Last Updated on April 30, 2021 by Helga
Of course, there are secrets for Italian recipes you should follow if you want to make a bona fide Italian dish! In the first part of this series, we looked at desserts. Now it’s time to take a closer look to the rest of the menu!
Are you ready?
These are some rules of thumb to follow when choosing to prepare a basic Italian dish. If you happen to be a wizard in the kitchen and can design something incredible yourself, by all means do so. However, especially when it comes to pasta dishes, there are so many distorted versions of our classics that learning some secrets for Italian recipes and rules of thumb to ensure authenticity is served along that tagliatelle can only be beneficial.
Secrets for Italian recipes: pasta dishes that don’t need extra cheese
Believe it or not, just because you are eating past does not necessarily mean that you may smother it in pecorino or Parmigiano. So, one of the first secrets to Italian recipes to learn is just that: hold on to grated cheese sometimes, especially when you’re having pasta with sauces made with:
- Lentils, fish or clams, or seafood
- Porcini or other mushrooms (although this is questionable)
- Olives and capers
Secrets for Italian recipes: what about garlic and onions?
You may not know that Italians usually don’t use more than a couple of cloves of garlic in their recipes (unless they’re from Piedmont and are making bagna cauda, of course!)

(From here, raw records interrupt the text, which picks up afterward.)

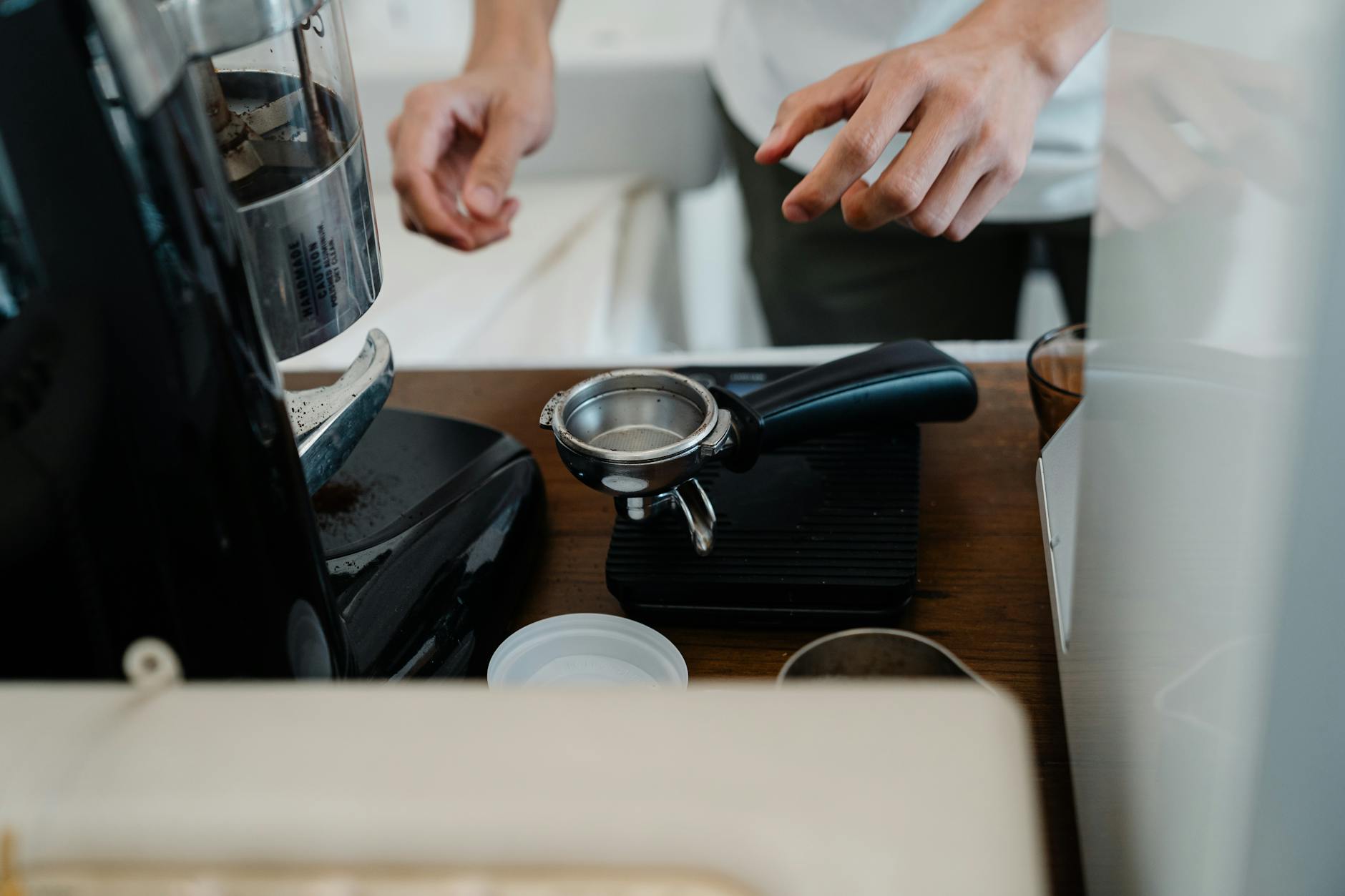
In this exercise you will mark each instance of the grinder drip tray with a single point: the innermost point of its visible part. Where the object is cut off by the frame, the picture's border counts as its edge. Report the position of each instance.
(822, 534)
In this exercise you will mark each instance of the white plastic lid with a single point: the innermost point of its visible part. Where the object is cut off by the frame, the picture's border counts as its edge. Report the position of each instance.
(584, 650)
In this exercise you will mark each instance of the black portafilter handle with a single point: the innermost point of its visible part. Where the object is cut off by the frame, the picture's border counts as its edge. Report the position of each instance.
(896, 383)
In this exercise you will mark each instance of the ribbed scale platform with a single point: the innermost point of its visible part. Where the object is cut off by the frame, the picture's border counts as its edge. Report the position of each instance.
(821, 534)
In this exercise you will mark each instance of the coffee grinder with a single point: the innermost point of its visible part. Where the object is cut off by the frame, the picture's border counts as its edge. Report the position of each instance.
(183, 202)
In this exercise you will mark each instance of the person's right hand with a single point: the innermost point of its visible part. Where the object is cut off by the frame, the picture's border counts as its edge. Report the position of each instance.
(455, 148)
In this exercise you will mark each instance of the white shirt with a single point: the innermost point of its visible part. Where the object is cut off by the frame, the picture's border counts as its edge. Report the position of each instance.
(768, 49)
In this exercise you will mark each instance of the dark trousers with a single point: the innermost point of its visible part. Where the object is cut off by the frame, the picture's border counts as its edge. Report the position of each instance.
(825, 283)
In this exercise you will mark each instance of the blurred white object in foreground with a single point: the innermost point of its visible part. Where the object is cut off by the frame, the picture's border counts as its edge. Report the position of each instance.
(295, 789)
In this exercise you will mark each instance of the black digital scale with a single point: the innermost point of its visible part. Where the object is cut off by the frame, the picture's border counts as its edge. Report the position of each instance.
(818, 534)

Most of the recipes we are familiar with in the US have been tampered with through the years, as to cater to different cultures with different tastes outside of Italy. Ready to learn some secrets to Italian recipes related to the use of garlic and onions? Here we go!
- Garlic is commonly used in fish and seafood preparations (1-2 cloves).

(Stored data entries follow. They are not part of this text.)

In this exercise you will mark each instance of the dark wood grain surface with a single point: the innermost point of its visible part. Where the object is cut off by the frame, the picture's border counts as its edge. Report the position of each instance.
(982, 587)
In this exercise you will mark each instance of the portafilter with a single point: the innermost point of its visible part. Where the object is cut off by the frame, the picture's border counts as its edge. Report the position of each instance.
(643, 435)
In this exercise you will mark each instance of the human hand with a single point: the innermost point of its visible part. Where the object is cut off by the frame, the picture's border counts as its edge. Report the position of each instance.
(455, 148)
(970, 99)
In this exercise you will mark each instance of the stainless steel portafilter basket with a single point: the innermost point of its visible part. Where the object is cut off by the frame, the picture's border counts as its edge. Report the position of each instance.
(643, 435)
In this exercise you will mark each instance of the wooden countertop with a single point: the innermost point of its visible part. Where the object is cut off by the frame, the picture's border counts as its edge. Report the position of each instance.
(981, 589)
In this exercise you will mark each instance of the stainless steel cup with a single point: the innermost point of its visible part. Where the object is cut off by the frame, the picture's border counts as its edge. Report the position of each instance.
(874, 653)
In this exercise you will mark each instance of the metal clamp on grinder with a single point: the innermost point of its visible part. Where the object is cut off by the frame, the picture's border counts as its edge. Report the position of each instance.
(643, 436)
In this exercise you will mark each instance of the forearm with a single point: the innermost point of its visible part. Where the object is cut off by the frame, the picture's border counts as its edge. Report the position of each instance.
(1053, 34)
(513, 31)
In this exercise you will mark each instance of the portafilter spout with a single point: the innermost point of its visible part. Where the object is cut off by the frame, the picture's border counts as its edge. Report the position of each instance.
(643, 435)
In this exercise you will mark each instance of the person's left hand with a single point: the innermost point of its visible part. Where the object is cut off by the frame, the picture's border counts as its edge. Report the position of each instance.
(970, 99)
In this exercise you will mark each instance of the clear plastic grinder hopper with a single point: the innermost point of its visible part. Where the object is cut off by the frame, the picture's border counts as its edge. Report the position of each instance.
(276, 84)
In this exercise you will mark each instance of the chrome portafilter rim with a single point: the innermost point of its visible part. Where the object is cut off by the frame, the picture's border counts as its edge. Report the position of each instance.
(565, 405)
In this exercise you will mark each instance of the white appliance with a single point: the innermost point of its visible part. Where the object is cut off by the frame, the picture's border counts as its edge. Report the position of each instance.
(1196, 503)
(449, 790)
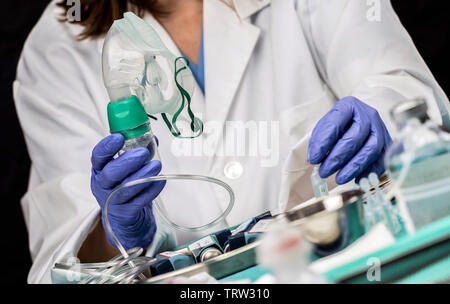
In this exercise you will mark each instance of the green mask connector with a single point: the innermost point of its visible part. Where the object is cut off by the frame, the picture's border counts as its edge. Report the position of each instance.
(128, 117)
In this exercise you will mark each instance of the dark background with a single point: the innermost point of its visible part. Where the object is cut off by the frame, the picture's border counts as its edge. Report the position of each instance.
(427, 22)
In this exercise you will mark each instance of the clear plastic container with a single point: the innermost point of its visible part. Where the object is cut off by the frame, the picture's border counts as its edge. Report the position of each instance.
(419, 164)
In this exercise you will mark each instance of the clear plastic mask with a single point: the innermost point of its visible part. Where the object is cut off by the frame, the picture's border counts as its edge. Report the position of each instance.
(136, 62)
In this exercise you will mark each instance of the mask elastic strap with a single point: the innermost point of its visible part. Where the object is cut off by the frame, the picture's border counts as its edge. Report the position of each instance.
(196, 123)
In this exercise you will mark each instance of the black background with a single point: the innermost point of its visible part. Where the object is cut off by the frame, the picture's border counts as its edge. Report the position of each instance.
(427, 22)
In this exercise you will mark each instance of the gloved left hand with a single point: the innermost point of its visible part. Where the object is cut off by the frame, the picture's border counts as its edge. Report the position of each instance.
(351, 138)
(130, 211)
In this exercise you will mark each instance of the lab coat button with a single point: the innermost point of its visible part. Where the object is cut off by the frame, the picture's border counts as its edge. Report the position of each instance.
(233, 170)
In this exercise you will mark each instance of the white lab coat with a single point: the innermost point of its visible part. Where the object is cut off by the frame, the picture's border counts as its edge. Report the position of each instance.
(280, 62)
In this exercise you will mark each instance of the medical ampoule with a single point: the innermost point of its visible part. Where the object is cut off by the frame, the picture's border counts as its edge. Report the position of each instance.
(319, 184)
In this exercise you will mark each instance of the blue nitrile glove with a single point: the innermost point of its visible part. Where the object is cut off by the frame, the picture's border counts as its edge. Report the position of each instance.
(351, 138)
(130, 211)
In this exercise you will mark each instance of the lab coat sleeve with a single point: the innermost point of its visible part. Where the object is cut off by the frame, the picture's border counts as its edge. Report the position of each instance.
(363, 50)
(61, 104)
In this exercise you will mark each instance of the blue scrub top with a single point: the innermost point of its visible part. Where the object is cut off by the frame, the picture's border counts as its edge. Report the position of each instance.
(198, 70)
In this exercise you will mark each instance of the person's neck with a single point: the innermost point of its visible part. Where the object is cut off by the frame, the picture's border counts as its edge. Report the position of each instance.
(183, 22)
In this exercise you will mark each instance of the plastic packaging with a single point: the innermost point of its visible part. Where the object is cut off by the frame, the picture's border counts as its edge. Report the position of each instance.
(419, 165)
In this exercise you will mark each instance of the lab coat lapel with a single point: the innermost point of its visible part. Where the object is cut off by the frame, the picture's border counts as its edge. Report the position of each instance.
(229, 41)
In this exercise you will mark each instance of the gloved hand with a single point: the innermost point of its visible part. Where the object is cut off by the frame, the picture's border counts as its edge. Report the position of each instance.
(351, 138)
(130, 211)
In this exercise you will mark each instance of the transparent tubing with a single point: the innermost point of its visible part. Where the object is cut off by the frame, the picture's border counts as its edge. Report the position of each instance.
(160, 207)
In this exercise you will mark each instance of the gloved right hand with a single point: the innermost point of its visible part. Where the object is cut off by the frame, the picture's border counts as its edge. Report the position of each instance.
(130, 210)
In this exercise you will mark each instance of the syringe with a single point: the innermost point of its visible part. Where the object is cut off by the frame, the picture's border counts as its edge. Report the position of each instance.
(386, 205)
(370, 214)
(319, 184)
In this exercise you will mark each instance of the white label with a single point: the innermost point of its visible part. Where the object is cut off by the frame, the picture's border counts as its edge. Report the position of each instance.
(242, 227)
(204, 242)
(169, 254)
(261, 226)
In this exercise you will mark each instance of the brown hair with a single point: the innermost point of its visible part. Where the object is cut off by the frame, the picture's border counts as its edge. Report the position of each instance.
(97, 16)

- Recipes that call for mushrooms as an ingredient usually have garlic added.
- Pasta sauces made with the wild game often call for both onion and garlic.
- Garlic is added to many red sauces, and by some to pasta Carbonara (but the purist don’t).
- Most often, onion is used in sauces which also call for celery and carrots…
Here are some more secrets to Italian recipes that may come in handy when handling the garlic-and-onion dilemma.
For instance, keep in mind there are plenty of sauces that call for neither onion nor garlic, like some creamy sauces and those used for lasagne and cannelloni (although, on occasion, they use onion).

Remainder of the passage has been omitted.